Government sources said there had been so much investment in onshore wind and solar energy that they no longer needed so much state support.
In contrast, they said, offshore wind sources still needed more subsidy to encourage long-term investment.
At the same time, Downing Street denied that the move was in response to public concern that wind farms were blighting the countryside, with the prime minister's official spokesman adding: "The decision was based purely on the falling cost of onshore wind farms."
The Scottish government said renewable energy developments should continue in as many areas as possible, provided projects were suitable located.
SNP Energy Minister Fergus Ewing, said: "Whilst I welcome the modest concessions made to the offshore sector, I am concerned that Scotland and the UK are forfeiting the opportunity to develop this industry - thus losing out on jobs and investment.
"However, the UK's ambitions for offshore wind, wave and tidal are still pitched too low, and the risk remains that this support will not be sufficient to build capacity in the supply chain and attract the necessary levels of inward investment to Scotland."
But the UK government's announcement was welcomed by developer Mainstream Renewable Power, whose planned 450-megawatt, offshore wind farm in the outer Firth of Forth will become one of the first projects to benefit from the new scheme.
Chief Executive Andy Kinsella, said: "Today's announcement is a key driver in enabling Mainstream to reach financial close with the project in 2014 and to start construction in 2015."

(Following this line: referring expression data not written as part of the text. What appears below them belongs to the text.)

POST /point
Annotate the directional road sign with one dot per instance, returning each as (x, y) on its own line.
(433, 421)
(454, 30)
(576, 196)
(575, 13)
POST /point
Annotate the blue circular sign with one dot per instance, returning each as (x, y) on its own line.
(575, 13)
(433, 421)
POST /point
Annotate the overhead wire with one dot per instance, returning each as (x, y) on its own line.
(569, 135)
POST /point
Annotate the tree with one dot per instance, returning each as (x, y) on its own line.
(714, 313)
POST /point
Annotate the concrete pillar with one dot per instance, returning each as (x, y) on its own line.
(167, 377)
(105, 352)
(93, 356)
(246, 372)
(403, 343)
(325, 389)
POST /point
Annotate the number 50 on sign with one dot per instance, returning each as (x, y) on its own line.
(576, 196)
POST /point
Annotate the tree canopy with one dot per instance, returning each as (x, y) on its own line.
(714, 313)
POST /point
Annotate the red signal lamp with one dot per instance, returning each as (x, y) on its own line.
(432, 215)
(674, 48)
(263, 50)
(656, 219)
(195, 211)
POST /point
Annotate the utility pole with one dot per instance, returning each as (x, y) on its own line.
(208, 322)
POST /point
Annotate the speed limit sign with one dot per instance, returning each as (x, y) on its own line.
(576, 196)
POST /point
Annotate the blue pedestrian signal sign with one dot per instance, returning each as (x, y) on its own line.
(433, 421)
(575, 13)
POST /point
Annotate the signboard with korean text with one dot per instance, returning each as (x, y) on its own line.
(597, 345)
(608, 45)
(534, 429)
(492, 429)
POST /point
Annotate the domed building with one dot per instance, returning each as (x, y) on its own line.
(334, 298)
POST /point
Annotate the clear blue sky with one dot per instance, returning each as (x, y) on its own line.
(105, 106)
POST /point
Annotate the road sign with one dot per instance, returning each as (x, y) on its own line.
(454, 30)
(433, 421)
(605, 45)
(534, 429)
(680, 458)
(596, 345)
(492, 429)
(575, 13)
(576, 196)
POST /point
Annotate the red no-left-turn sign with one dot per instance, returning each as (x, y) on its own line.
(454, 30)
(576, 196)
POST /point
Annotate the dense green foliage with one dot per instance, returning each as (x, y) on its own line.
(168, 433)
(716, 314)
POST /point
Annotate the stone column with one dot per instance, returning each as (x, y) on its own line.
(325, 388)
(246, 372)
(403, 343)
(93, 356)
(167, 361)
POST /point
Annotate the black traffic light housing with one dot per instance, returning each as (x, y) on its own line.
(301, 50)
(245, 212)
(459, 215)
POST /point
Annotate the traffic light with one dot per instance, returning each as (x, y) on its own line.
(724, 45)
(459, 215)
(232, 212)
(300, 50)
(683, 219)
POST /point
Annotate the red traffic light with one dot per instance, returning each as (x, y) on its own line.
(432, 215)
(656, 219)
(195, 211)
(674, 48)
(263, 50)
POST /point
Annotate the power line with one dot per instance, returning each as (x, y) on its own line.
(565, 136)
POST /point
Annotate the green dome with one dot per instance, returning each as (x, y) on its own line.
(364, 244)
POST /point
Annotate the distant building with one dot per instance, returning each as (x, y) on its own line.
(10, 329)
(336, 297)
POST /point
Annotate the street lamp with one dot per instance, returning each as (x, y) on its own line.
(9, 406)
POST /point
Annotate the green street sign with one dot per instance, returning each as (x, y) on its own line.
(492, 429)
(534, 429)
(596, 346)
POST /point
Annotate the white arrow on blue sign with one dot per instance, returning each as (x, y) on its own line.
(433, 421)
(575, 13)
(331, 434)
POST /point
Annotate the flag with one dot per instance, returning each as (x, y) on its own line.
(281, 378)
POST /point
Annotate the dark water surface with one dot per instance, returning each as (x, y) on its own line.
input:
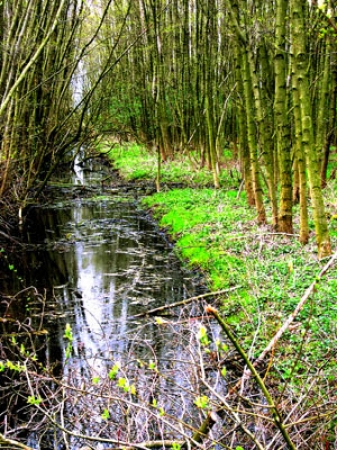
(97, 260)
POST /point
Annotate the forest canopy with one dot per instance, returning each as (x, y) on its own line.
(200, 79)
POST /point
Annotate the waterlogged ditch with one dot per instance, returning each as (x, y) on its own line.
(91, 262)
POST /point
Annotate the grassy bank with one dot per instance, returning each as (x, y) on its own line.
(215, 231)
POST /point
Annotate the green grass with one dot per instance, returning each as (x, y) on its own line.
(134, 162)
(216, 232)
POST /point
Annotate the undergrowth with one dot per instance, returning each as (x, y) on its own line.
(215, 231)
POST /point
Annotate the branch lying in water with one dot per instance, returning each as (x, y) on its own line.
(185, 302)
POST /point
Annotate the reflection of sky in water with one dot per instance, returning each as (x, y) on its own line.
(122, 267)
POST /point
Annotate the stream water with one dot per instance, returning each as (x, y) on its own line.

"The project remains on track to be the first large-scale offshore wind farm deployed in Scottish waters and the first offshore wind farm in the UK to attract true non-recourse project finance at the construction stage.
"We look forward to continuing our work with Department of Energy and Climate Change to secure an investment contract in early 2014."
But another renewable energy firm, Glasgow-based UrbanWind, accused the UK government of "pandering" to anti-wind farm campaigners.
Its chief executive, Paul McCullagh, said small-scale, onshore wind was a vital part of Britain's future energy mix.
"The government has ham-fistedly and naively lumped all types of on-shore wind together and made the draconian move of cutting subsidies across the board," he said.
Gina Hanrahan, from environmental body WWF Scotland, welcomed increased support for offshore wind, but added: "Unless offshore wind is rolled out at greater scale by 2020, we risk not achieving the cost reductions we need to establish the UK as an offshore wind powerhouse."
The shift on wind energy came ahead of Chancellor George Osborne's Autumn Statement, which he will deliver to MPs on Thursday.